Do any indie hackers have experience with penetration testing services on a budget? I'm running a bootstrapped business so I couldn't spend more than $2k.
It also seems a bit silly since my entire app is basically just a single node.js process running on Heroku. Part of me thinks that if i trust Heroku to be secure then my app should also be secure?
I know big organizations spend millions on this kind of thing, but is there an option for small startups? Is it even worth it?
Interested to hear other's thoughts on this.
Thanks 🙏
I don't think it's worth it unless you're in a highly regulated industry.
With penetration testing, you get what you pay for. Paying a few hundred on Upwork will get you some basic vulnerability scans from someone doing them at scale. A deeper penetration test costs thousands of dollars.
Using Heroku does not mean your app is secure. It mitigates vulnerabilities associated with the server, but not with the app itself.
Thanks for the response! Yea I've been looking at options on Upwork and i was skeptical if i'd actually get any value out of it. And yea you're totally right about the app itself being the main vulnerability Heroku.
You probably don't want a penetration test, but a third party vulnerability assessment. Your strategy should not be to "do nothing", but you should consider a reasonable effort that is commensurate with your scale and the risk (or lack of) that using your app presents to your customers. At your scale, you might want to look at something like Detectify. I have no affiliation, but I think it's a worthy service for entry-level vulnerability assessment.
Thanks, I'll take a look at Detectify 🙏
You have bunch of open source scripts and frameworks to test it alone or with a tech-friendly friend, some learning curve is needed but it can save you thousands of dollars. Professional pentest assestment is between 10k-25k and more, depends is it black box or white box access (allowed access into internal structure or blackhat approach using only external information to see what can be hacked), also size of network and x other factors.

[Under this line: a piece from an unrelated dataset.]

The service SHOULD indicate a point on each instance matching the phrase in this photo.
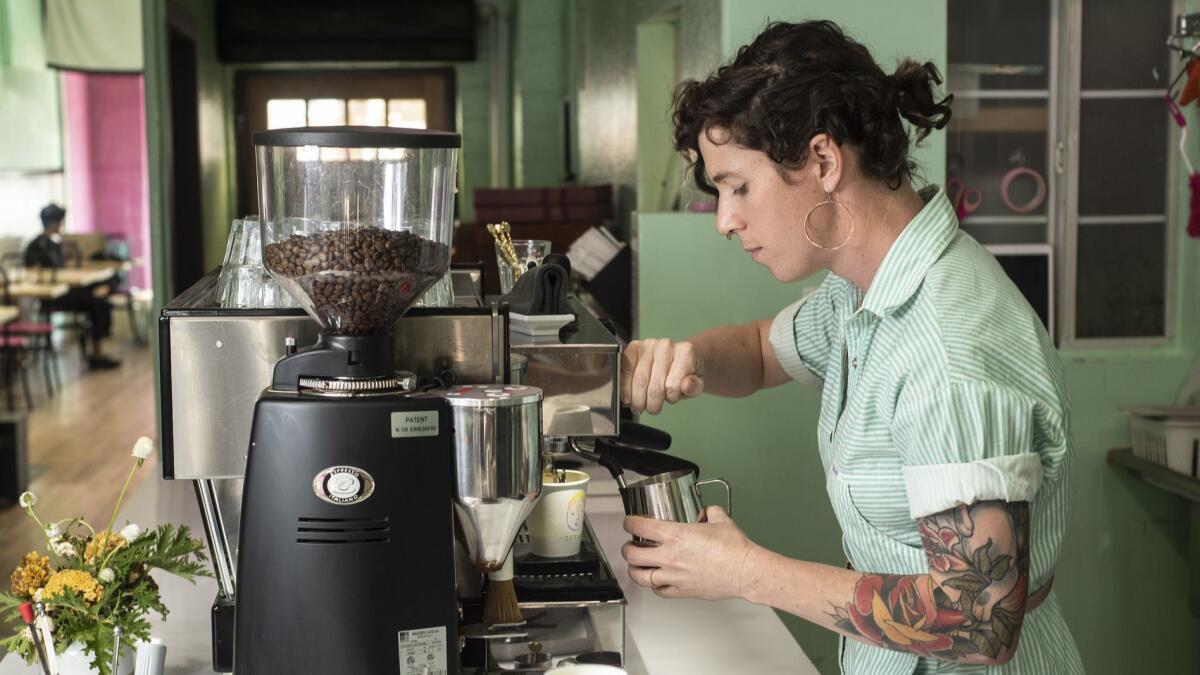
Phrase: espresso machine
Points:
(369, 469)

For example, if you are familiar with linux (kali, arcx, even ubuntu) you have tools and scripts for automatic recon, scanning and other intelligence details that helps hackers to gain further access and exploit whatever they can. Search for Legion (secforce product), Metasploit, Jok3r and Sn1per, those scripts combine tens and even hundreds of other scripts used for recon, scanning, finding hackable elements, database attacks, bruteforcing, basically testing and exploitation of all kinds.

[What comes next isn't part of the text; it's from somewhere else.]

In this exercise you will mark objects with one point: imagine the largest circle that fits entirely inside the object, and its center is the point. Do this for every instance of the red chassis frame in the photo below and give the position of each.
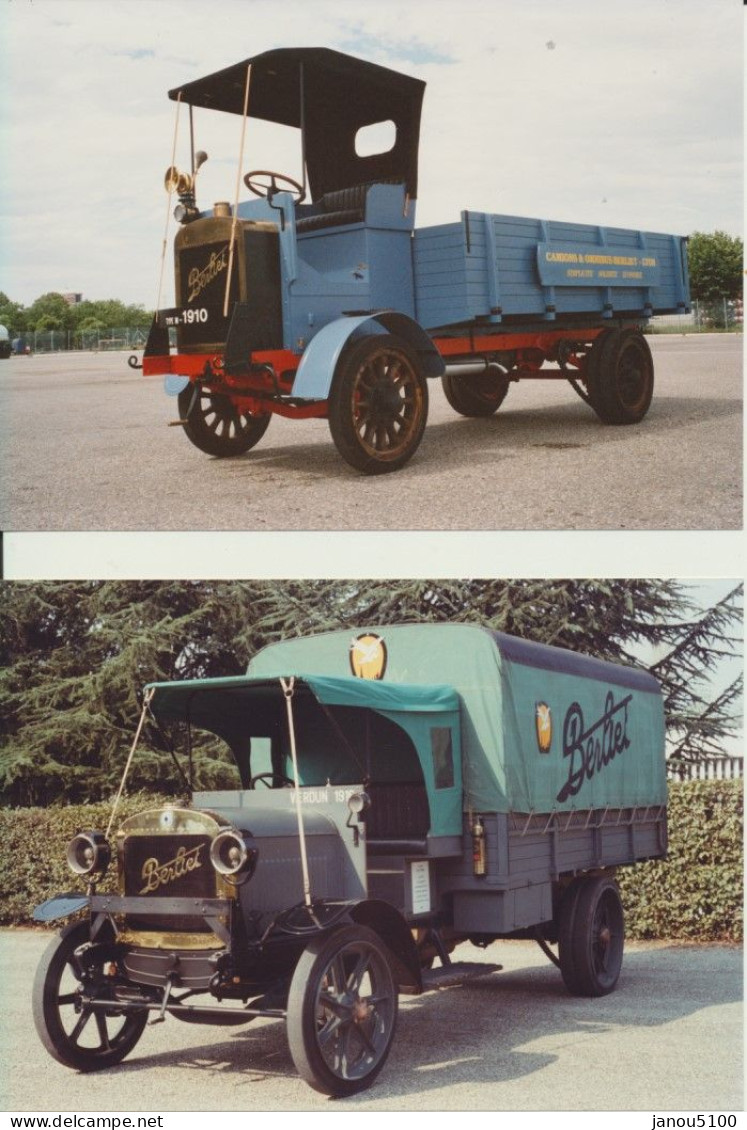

For windows I know for OWASP software (lot of false positives but still useful) and owasp's Nettacker, but basically if you install python on windows machine you can use many of tools that works on linux. Also try to find if someone in bigger companies have a license for Acunetix, they are doing decent job in automated tests and maybe some of them is willing to make one scan for you.
After you do everything you can to fix the issues alone, you can use your 2k for crowd-sourced pentesting platform like hackerone.com or bugcrowd and give bounties for their findings, check the sites to see the rewards for specific issues.
Not your intent, but good to hear that there could at least be a market for this sort of thing. The past couple of days I've been trying to figure out if there would even be demand for pentesting and cybersecurity services from small businesses and startups.
Ha! I'm still trying to decide if it's worth it in my case 😅
Depending on how far you are on the journey of your product, this is something you could delay. If you are just starting and still trying to find the product market fit, I wouldn't worry about it yet, focus on getting the product off the ground. Later on you can hire external professional penetration testing companies since there is a lot to consider.
Yea we definitely have product market fit already, that's the thing. We're just not venture backed so we don't have millions of dollars to spend. That's why I'm starting to worry about this kind of thing. Maybe you're right though and it's too soon.
I just poted about looking for this type of service.
I checked out the Detectify website -- I want nothing to do with 'crowdsourced' for my pentesting.
Assuming that Heroku is secure therefore your app is secure is the wrong assumption. Heroku is only going to protect your codebase, you need to employ proper security practices throughout your application.